2. Duration of stay in a specific level of care (469 outcomes): Of those, 206 (43.9%) focus on the length of hospital stay, 96 (20.5%) on the length of ICU stay, and 167 (35.6%) on the duration of invasive ventilation. Delays in discharging patients who are medically optimized due to social or other reasons could introduce bias in the outcome length of hospital stay. To account for this issue, 11 outcomes are defined as the time to discharge or to a NEWS ≤2, maintained for 24 h and another outcome as the time until participants are deemed medically optimized for discharge by a clinician.
3. Need for supplemental oxygen or NIV: This category includes 105 outcomes evaluating the need for supplemental oxygen or NIV in any setting. Most evaluate the need for supplemental oxygen administration at specific follow-up timepoints; 34 (32.4%) outcomes assess the need for NIV (including continuous positive airway pressure [CPAP] or bilevel positive airway pressure [BiPAP]), and 21 (20.0%) the need for high-flow oxygen. One outcome evaluates the need for domiciliary oxygen after hospital discharge.

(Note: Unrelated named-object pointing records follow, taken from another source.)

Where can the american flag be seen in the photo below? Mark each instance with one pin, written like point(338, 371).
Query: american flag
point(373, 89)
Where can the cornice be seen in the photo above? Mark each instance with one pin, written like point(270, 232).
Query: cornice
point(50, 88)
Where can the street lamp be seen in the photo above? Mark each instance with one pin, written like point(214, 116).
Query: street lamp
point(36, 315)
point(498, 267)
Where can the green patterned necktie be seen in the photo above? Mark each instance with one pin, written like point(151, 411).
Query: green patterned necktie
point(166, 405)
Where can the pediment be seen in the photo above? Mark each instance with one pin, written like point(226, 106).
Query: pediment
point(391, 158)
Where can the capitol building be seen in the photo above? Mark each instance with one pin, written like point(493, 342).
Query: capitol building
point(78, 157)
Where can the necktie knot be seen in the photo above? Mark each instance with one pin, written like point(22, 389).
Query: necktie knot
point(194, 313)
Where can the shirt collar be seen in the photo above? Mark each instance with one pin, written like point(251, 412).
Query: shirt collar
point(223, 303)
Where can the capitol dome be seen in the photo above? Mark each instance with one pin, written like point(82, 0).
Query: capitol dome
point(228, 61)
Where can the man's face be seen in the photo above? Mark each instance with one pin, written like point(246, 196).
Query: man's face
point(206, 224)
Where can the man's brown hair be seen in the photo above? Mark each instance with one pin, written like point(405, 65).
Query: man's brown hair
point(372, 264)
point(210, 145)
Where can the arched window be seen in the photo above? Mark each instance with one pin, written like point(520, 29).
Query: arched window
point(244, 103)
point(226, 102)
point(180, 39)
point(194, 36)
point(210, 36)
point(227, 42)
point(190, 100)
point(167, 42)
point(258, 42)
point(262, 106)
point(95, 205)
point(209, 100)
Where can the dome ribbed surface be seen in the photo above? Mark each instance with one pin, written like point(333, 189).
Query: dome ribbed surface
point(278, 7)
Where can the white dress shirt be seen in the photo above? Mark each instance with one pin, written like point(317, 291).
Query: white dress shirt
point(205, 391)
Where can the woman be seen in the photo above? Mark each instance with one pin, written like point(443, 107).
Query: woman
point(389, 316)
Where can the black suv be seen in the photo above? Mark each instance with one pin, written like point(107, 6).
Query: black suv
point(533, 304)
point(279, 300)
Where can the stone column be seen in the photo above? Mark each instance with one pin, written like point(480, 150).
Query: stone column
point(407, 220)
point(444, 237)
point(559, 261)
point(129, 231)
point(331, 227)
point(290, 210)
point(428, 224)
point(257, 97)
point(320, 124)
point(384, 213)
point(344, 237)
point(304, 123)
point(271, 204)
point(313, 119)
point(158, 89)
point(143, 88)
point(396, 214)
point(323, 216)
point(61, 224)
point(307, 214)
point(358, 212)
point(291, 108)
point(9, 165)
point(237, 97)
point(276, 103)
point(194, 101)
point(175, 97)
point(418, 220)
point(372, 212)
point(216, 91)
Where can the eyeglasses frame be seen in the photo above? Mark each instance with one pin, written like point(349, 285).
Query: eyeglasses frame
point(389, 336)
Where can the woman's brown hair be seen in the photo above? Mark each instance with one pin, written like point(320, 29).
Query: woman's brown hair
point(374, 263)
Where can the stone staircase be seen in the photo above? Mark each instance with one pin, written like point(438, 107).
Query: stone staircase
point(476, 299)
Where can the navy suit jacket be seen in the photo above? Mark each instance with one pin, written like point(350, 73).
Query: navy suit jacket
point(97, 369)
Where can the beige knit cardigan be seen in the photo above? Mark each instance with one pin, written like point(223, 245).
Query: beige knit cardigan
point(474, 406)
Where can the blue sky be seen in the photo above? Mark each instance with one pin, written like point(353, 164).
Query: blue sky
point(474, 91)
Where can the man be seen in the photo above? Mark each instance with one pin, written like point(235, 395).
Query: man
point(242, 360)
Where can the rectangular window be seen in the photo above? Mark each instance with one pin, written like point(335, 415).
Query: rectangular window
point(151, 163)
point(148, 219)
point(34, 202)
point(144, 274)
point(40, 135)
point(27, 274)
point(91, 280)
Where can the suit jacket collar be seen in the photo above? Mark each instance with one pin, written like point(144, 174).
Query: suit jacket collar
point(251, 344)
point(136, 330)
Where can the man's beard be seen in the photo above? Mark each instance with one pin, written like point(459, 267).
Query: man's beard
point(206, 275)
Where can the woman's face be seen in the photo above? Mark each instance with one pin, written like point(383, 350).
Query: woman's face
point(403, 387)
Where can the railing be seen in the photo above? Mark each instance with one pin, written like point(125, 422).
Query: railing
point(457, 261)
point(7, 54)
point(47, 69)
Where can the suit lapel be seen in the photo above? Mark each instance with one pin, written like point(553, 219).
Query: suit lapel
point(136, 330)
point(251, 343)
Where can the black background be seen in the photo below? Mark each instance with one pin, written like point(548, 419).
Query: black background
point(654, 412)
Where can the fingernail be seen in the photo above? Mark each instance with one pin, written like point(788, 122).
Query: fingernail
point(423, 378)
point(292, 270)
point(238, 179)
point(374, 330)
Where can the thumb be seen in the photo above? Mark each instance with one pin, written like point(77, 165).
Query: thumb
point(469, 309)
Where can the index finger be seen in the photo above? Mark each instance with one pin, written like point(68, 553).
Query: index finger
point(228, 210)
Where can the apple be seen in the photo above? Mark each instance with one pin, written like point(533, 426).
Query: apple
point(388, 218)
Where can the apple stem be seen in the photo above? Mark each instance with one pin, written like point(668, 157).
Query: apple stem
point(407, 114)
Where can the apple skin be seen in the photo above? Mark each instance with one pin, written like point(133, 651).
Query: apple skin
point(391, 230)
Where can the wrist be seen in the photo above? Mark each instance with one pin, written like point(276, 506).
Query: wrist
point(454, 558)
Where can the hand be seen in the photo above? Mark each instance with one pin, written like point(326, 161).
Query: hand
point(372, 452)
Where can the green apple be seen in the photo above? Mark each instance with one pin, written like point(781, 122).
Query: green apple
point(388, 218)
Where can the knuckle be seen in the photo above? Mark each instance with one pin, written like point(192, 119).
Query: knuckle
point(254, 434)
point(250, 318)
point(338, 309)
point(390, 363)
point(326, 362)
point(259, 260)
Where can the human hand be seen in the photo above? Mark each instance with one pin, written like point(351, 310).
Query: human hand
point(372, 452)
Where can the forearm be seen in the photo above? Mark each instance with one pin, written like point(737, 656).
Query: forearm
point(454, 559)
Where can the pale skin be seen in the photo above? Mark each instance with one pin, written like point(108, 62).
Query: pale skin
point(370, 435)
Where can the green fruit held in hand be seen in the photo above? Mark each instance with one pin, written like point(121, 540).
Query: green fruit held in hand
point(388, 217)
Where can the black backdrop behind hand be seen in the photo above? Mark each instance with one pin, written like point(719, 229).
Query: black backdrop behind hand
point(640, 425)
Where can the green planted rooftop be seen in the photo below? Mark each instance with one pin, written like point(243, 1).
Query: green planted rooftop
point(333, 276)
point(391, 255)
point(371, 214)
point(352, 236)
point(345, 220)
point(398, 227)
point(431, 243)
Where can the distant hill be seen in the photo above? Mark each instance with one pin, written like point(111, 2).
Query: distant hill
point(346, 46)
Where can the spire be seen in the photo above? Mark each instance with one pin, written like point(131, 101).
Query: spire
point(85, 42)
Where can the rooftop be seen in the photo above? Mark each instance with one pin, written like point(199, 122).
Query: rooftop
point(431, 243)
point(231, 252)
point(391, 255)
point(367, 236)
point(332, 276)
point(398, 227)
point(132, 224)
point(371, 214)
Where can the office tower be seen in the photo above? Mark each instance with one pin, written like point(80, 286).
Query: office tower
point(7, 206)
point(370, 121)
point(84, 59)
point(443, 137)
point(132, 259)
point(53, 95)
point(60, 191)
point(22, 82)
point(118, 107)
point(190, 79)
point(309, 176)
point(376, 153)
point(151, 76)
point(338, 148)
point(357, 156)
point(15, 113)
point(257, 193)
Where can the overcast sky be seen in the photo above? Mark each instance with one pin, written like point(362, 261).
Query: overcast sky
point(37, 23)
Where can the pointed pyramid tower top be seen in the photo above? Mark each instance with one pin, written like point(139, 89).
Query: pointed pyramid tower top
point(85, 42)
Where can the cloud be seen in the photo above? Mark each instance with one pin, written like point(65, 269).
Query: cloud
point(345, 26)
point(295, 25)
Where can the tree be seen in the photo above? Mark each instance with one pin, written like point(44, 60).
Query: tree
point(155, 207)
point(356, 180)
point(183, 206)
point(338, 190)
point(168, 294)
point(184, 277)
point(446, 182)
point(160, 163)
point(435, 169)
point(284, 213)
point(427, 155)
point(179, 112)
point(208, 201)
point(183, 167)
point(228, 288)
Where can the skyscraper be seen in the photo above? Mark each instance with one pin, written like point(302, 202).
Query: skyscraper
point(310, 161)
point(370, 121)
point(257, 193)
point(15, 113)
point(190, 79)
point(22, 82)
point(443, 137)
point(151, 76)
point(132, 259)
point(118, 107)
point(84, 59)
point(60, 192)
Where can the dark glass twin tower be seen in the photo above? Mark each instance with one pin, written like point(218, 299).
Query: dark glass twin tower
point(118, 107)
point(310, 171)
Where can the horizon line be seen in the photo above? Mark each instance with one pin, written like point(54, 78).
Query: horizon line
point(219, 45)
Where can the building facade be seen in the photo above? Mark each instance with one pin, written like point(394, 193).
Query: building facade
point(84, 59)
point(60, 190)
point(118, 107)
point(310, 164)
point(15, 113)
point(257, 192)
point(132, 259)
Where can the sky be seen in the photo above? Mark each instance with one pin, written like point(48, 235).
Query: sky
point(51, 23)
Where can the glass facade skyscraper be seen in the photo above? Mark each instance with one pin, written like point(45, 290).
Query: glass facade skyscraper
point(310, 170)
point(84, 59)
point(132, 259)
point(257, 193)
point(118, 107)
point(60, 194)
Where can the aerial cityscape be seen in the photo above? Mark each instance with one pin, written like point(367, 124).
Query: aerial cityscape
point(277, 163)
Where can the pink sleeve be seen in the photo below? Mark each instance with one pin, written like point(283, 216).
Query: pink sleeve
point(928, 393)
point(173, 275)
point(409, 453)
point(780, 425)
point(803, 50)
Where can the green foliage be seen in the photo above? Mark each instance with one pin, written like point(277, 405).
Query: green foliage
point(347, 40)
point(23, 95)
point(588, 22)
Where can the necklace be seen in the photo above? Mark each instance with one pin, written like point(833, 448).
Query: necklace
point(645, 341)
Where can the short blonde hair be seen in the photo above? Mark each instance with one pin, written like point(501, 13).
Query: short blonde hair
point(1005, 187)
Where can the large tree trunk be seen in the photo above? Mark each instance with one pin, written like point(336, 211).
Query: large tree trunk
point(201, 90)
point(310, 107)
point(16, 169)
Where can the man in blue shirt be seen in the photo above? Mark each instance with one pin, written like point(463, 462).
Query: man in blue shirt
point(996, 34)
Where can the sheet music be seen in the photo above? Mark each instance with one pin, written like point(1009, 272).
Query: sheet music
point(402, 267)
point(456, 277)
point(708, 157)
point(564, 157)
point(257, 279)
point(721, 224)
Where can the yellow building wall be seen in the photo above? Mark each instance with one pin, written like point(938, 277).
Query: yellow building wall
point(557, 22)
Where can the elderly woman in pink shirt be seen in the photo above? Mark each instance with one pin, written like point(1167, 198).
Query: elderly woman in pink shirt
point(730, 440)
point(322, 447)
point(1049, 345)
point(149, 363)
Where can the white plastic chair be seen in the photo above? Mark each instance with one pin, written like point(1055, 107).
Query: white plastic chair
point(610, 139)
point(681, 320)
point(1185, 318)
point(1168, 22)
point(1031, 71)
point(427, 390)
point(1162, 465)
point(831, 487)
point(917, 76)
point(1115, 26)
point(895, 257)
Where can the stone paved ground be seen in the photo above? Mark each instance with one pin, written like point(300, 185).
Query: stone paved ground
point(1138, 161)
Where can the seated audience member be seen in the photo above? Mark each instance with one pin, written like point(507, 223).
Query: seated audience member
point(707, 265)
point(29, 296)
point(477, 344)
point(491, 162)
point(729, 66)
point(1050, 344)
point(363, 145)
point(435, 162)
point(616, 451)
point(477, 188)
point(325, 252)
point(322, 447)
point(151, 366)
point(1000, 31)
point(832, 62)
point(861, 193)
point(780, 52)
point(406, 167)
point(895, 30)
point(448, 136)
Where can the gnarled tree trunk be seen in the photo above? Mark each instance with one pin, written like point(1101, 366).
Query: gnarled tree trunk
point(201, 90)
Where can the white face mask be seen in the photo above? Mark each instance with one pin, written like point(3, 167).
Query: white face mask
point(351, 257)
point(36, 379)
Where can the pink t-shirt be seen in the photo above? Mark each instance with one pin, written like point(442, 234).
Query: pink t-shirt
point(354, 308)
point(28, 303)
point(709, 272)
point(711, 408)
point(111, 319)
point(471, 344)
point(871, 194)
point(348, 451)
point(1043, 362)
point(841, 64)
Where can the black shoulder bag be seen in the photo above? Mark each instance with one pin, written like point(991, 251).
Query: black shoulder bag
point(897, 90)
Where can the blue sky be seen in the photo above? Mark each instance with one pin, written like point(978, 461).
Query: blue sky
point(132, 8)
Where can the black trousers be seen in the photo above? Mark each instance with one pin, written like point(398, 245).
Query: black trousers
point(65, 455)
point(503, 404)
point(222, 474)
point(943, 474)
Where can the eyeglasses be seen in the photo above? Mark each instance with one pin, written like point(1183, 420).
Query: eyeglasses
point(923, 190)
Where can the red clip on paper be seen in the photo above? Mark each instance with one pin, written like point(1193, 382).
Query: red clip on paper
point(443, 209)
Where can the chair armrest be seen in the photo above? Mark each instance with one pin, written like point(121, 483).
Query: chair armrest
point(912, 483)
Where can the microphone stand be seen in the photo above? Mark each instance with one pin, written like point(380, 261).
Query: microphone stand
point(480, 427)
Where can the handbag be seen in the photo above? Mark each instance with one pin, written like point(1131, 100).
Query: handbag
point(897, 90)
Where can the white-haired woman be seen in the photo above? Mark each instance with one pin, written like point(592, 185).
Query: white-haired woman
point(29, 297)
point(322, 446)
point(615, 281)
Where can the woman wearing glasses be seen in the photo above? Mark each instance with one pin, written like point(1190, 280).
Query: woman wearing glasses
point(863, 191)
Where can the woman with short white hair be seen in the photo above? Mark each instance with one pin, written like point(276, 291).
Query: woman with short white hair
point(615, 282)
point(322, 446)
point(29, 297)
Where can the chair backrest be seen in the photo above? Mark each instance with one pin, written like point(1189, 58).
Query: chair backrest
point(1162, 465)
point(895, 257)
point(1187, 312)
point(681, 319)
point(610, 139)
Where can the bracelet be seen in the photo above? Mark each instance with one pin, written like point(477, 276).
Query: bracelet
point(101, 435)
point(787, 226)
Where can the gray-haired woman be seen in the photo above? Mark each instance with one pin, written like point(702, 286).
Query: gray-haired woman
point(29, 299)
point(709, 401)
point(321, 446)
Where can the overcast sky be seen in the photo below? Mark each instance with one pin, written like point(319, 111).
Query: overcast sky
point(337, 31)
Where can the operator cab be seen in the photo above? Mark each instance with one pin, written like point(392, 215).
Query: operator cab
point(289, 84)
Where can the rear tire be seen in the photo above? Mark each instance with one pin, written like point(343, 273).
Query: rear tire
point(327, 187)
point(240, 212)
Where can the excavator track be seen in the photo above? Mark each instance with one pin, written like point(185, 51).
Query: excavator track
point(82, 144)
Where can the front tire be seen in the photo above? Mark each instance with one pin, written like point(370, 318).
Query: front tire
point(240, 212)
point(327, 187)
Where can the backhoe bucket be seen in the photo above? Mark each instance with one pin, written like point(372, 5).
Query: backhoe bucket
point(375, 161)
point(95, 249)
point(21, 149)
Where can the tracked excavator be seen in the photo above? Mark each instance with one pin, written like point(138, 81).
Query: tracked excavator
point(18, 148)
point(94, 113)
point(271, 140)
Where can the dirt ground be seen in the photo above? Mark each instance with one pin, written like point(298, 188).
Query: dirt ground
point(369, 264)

4. Duration of supplemental oxygen or NIV (95 outcomes): Twelve (12.6%) evaluate the duration of NIV, and seven (7.4%) evaluate the duration of high-flow oxygen.
5. Need for other organ support (other than invasive ventilation, 44 outcomes): 26 (59.1%) outcomes focus on the need for vasopressors, and 18 (40.9%) for renal replacement therapy.
6. Other outcomes: Here, we grouped 145 outcomes that could not be categorized in the previous categories and were evaluated in <10 RCTs each. Need for concurrent treatments is assessed in 22 outcomes, including 7 that specifically focus on the administration of antibiotics. Exercise capacity is assessed by 13 outcomes (mostly using the 6-minutes walking test), COVID-19 transmission by 9, resource requirements, and costs by 8 outcomes. Other outcomes include the use of prone positioning, ability to perform activities of daily living, incidence, and progression of cytokine storm syndrome, resilience, lost workdays, and discharge destinations.